Question: Which bacterium is responsible for causing tuberculosis?

a) Streptococcus pneumoniae
b) Mycobacterium tuberculosis
c) Escherichia coli
d) Staphylococcus aureus

Answer: b) Mycobacterium tuberculosis
Explanation: Mycobacterium tuberculosis is the specific bacterium that causes tuberculosis.

Question: What is the most common site of TB infection in the human body?
a) Liver
b) Lungs
c) Heart
d) Kidneys

Answer: b) Lungs
Explanation: Pulmonary tuberculosis is the most common form of TB, affecting the lungs.

Question: In HIV-positive individuals, the risk of developing active tuberculosis:
a) Decreases
b) Stays the same
c) Increases
d) Remains unaffected

Answer: c) Increases
Explanation: HIV weakens the immune system, making individuals more susceptible to developing active tuberculosis once infected with Mycobacterium tuberculosis.

Question: Which of the following is NOT a clinical feature of pulmonary tuberculosis?
a) Fever and chills
b) Night sweats
c) Loss of appetite
d) Severe abdominal pain

Answer: d) Severe abdominal pain
Explanation: Severe abdominal pain is not a typical clinical feature of pulmonary tuberculosis.

Question: What is the standard duration of treatment for drug-sensitive tuberculosis?
a) 3 months
b) 6 months
c) 9 months
d) 12 months

Answer: b) 6 months
Explanation: The standard treatment regimen for drug-sensitive TB lasts for 6 months.

Question: In which form of TB, patients may present with a non-productive cough and a miliary pattern on imaging?
a) Drug-resistant TB
b) Extrapulmonary TB
c) Latent TB
d) Multidrug-resistant TB

Answer: b) Extrapulmonary TB
Explanation: Extrapulmonary TB can present with atypical symptoms like a non-productive cough and a miliary pattern on imaging.

Question: What is the main purpose of the DOTS program in TB management?
a) To prevent TB transmission
b) To promote TB vaccination
c) To monitor drug resistance
d) To improve treatment adherence

Answer: d) To improve treatment adherence
Explanation: The main aim of the DOTS program is to ensure that patients adhere to their TB treatment, which leads to better outcomes and reduced relapse rates.

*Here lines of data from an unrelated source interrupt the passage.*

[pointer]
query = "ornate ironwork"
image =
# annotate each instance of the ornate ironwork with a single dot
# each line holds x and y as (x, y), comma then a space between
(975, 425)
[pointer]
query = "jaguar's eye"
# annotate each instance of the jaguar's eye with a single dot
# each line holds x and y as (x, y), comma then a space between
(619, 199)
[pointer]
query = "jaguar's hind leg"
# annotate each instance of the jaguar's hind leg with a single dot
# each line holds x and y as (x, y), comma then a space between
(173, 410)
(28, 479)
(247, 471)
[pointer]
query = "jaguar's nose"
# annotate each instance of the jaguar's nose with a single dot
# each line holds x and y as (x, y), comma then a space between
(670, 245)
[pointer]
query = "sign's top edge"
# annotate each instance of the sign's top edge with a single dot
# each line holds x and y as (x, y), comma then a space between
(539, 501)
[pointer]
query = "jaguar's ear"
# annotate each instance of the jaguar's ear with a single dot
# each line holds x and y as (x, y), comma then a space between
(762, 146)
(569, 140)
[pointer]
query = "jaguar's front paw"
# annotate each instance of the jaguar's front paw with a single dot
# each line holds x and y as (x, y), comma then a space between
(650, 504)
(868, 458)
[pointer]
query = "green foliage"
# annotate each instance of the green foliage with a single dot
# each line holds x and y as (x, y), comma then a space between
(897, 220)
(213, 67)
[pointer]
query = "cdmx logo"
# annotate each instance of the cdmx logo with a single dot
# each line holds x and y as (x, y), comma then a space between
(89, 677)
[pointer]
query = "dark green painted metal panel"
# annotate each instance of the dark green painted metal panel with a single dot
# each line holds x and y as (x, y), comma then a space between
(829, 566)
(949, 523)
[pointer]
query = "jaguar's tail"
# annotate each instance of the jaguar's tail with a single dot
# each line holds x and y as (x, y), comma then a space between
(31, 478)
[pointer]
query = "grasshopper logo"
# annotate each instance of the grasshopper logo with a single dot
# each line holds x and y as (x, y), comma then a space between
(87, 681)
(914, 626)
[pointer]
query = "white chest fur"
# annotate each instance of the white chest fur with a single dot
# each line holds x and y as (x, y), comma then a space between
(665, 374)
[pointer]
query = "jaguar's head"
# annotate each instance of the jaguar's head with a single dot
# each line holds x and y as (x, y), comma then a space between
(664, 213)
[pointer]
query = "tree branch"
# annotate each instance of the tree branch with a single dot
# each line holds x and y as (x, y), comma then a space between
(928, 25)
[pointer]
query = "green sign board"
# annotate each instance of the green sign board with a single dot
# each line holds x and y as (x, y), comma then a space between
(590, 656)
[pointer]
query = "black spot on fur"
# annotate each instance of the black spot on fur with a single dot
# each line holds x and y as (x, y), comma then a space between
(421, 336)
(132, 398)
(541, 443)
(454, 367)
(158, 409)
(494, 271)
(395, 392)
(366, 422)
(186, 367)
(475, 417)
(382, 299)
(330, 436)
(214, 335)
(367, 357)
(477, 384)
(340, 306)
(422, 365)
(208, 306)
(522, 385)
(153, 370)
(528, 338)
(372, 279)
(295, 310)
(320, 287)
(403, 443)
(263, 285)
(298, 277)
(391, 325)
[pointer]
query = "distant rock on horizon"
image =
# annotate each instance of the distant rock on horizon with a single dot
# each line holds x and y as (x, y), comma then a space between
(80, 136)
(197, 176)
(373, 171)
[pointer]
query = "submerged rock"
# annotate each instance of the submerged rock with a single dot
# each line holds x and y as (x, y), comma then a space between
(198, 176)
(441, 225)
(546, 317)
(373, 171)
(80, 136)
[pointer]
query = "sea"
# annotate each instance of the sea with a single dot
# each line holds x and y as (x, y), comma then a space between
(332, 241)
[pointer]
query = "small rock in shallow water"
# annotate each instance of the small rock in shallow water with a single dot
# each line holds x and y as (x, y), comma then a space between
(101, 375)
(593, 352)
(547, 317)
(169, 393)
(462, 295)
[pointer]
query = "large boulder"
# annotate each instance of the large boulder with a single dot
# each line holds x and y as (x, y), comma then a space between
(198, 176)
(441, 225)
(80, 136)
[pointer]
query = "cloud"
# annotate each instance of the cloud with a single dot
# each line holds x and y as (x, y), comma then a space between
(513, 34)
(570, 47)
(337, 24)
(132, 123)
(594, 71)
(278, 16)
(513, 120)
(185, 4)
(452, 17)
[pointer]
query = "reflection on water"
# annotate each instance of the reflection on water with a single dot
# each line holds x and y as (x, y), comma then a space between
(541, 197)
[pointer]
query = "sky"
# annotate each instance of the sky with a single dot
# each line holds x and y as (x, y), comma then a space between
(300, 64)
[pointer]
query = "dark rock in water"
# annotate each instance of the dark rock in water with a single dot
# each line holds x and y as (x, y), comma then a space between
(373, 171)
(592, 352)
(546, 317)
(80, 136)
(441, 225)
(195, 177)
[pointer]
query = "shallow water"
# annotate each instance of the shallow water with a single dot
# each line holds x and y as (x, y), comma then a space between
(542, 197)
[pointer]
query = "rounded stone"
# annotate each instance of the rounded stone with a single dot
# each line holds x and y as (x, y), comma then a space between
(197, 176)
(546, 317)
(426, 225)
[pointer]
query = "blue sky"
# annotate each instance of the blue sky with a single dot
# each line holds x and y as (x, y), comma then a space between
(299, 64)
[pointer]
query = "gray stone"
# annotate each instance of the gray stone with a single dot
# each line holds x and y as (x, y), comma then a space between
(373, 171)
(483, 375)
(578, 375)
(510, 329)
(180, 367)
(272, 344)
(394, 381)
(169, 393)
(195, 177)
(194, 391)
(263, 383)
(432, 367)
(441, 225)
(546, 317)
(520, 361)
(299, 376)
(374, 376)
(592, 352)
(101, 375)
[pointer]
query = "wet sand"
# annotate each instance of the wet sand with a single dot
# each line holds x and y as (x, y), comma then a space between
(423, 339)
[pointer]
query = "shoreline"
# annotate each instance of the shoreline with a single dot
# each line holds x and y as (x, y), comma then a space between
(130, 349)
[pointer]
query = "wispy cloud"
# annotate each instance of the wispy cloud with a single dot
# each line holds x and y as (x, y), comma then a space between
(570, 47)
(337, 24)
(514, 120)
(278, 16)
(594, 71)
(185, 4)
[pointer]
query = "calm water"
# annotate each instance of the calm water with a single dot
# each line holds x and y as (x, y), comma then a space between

Question: Which non-anti-TB drug is used to prevent or treat peripheral neuropathy, a side effect of Isoniazid?
a) Vitamin C
b) Vitamin D
c) Pyridoxine (Vitamin B₆)
d) Folic acid

Answer: c) Pyridoxine (Vitamin B₆)
Explanation: Pyridoxine is used to prevent or treat peripheral neuropathy caused by Isoniazid.

Question: TB Meningitis is best managed with the addition of which adjunct therapy?
a) Antibiotics
b) Antifungals
c) Antivirals
d) Steroids

Answer: d) Steroids
Explanation: TB Meningitis is often treated with the addition of steroids to reduce inflammation and improve outcomes.

Question: What is the primary aim of TB prevention?
a) Eradicate Mycobacterium tuberculosis from the environment
b) Reduce the incidence of drug-resistant TB
c) Prevent the transmission of TB from person to person
d) Increase vaccination coverage in high-risk populations

Answer: c) Prevent the transmission of TB from person to person
Explanation: The primary aim of TB prevention is to break the chain of transmission by preventing the spread of Mycobacterium tuberculosis from infected individuals to others.